L’Administration du pays d’origine aura la faculté de fixer à son gré et de percevoir à son profit une taxe nationale qu’elle réclamera du titulaire de la marque dont l’enregistrement international ou le renouvellement est demandé.
L’enregistrement d’une marque au Bureau international sera soumis au règlement préalable d’un émolument international qui comprendra:
- Un émolument de base de 200 francs suisses pour la première marque et de 150 francs suisses pour chacune des marques suivantes déposées en même temps que la première;
- Un émolument supplémentaire de 25 francs suisses pour toute classe de la Classification internationale en sus de la troisième dans laquelle seront rangés les produits ou services auxquels s’applique la marque,
- Un complément d’émolument de 25 francs suisses par pays pour toute demande d’extension de protection conformément à l’art. 3ter.

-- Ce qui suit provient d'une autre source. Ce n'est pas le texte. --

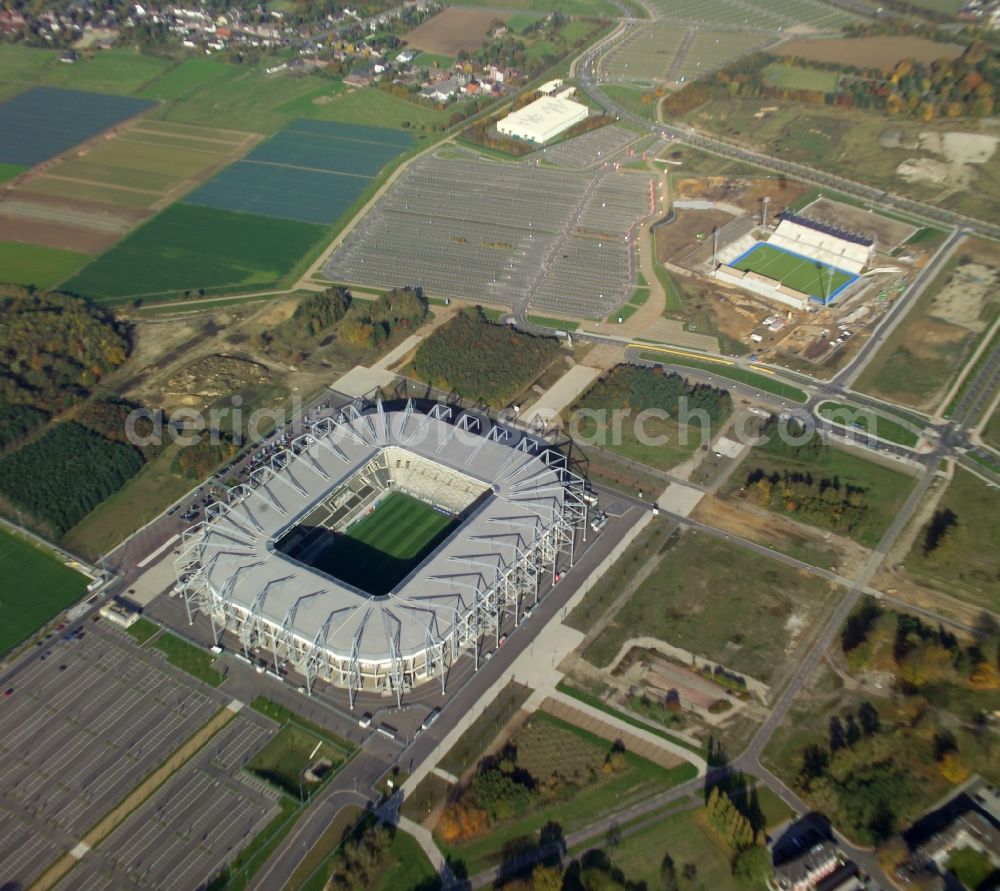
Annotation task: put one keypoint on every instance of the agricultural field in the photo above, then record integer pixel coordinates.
(801, 273)
(36, 587)
(922, 356)
(453, 29)
(187, 247)
(27, 135)
(38, 267)
(595, 8)
(311, 171)
(741, 609)
(143, 166)
(868, 52)
(378, 551)
(759, 15)
(964, 562)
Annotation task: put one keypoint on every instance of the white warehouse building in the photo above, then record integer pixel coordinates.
(543, 120)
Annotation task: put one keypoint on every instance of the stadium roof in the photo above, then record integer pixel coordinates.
(241, 564)
(543, 119)
(829, 229)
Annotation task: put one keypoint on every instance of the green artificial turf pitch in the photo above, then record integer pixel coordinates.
(381, 549)
(35, 587)
(805, 275)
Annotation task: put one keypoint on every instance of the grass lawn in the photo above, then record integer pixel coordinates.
(36, 586)
(281, 715)
(687, 838)
(723, 368)
(801, 273)
(968, 566)
(154, 488)
(142, 630)
(868, 421)
(971, 866)
(792, 77)
(545, 746)
(283, 760)
(381, 549)
(190, 75)
(471, 744)
(718, 600)
(186, 656)
(188, 247)
(35, 266)
(120, 71)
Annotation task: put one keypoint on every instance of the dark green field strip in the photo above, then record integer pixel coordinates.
(315, 152)
(358, 132)
(34, 587)
(289, 193)
(45, 121)
(189, 247)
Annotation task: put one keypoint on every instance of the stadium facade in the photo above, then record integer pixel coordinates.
(519, 510)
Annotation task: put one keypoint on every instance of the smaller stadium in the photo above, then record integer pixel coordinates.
(802, 261)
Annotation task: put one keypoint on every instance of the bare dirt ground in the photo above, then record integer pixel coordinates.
(780, 533)
(888, 233)
(454, 29)
(866, 52)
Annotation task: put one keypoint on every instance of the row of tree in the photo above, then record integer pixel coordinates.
(482, 361)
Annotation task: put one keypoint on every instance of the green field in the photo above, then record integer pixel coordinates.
(191, 75)
(119, 71)
(36, 586)
(283, 760)
(186, 656)
(722, 601)
(33, 265)
(792, 77)
(9, 171)
(808, 276)
(196, 247)
(378, 551)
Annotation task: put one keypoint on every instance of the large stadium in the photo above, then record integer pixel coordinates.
(384, 542)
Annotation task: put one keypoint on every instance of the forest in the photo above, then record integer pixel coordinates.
(60, 477)
(638, 387)
(54, 349)
(963, 87)
(482, 361)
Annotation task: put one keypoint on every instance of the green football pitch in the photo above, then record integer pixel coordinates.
(34, 587)
(809, 276)
(378, 551)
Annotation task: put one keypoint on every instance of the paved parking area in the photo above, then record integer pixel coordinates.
(195, 823)
(80, 730)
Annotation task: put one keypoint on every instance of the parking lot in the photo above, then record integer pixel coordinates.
(195, 823)
(519, 233)
(87, 719)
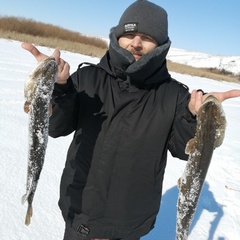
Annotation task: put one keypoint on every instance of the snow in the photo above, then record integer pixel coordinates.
(203, 60)
(218, 213)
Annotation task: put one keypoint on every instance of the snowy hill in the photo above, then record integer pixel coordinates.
(218, 213)
(203, 60)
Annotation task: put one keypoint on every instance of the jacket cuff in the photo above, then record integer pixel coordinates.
(63, 89)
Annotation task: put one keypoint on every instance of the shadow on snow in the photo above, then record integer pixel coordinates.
(166, 221)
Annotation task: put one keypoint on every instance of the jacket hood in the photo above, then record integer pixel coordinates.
(149, 69)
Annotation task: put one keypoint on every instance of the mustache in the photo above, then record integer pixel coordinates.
(134, 52)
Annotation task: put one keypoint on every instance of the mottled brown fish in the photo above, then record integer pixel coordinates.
(210, 131)
(38, 91)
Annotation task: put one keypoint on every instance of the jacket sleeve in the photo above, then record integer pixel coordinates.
(64, 109)
(184, 126)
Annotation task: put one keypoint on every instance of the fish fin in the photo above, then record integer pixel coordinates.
(28, 215)
(179, 183)
(190, 147)
(50, 110)
(26, 106)
(24, 198)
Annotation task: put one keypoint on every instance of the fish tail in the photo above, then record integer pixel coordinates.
(26, 195)
(28, 215)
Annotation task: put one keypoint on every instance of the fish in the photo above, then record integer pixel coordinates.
(210, 132)
(37, 91)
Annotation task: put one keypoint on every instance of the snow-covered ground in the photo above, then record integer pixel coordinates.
(218, 213)
(203, 60)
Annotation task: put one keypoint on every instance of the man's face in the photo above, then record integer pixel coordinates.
(138, 44)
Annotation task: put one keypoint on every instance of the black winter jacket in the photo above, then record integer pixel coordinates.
(124, 122)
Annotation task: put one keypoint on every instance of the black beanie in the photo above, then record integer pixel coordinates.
(144, 17)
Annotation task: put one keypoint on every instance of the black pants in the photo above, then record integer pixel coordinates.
(71, 234)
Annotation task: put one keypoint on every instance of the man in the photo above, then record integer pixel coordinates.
(126, 113)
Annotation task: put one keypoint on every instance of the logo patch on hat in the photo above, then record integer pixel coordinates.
(131, 27)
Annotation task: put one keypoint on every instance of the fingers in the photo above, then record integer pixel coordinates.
(63, 71)
(229, 94)
(195, 102)
(34, 51)
(63, 67)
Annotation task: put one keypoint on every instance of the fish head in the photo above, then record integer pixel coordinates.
(212, 109)
(46, 71)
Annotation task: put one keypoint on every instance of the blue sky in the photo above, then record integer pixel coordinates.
(208, 26)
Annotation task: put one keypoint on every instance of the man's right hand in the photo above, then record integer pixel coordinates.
(63, 67)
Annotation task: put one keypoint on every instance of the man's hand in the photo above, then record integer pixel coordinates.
(63, 67)
(197, 98)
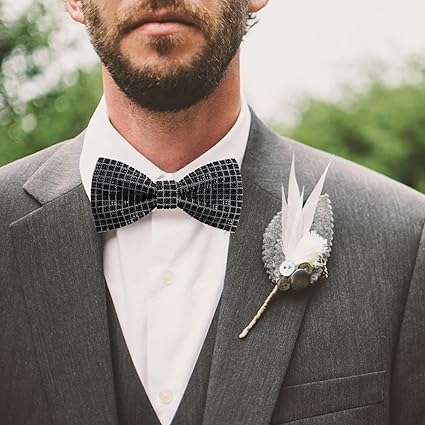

Toutefois, l’émolument supplémentaire spécifié à l’al. (2), let. b, pourra être réglé dans un délai à fixer par le Règlement d’exécution , si le nombre des classes de produits ou services a été fixé ou contesté par le Bureau international et sans qu’il soit porté préjudice à la date de l’enregistrement. Si, à l’expiration du délai susdit, l’émolument supplémentaire n’a pas été payé ou si la liste des produits ou services n’a pas été réduite par le déposant dans la mesure nécessaire, la demande d’enregistrement international sera considéré comme abandonnée.
Le produit annuel des diverses recettes de l’enregistrement international, à l’exception de celles prévues sous b et c de l’al. (2), sera réparti par parts égales entre les pays parties au présent Acte par les soins du Bureau international, après déduction des frais et charges nécessités par l’exécution dudit Acte. Si, au moment de l’entrée en vigueur du présent Acte, un pays n’a encore adhéré ni à l’Acte de La Haye , ni à celui de Londres , il n’aura droit, jusqu’à la date de l’entrée en vigueur de son adhésion, qu’à une répartition de l’excédent de recettes calculé sur la base des anciens textes.
Les sommes provenant des émoluments supplémentaires, visés à l’al. (2), let. b, seront réparties à l’expiration de chaque année entre les pays parties au présent Acte proportionnellement au nombre de marques pour lesquelles la protection aura été demandée dans chacun d’eux durant l’année écoulée, ce nombre étant affecté, en ce qui concerne les pays à examen préalable, d’un coefficient qui sera déterminé par le Règlement d’exécution.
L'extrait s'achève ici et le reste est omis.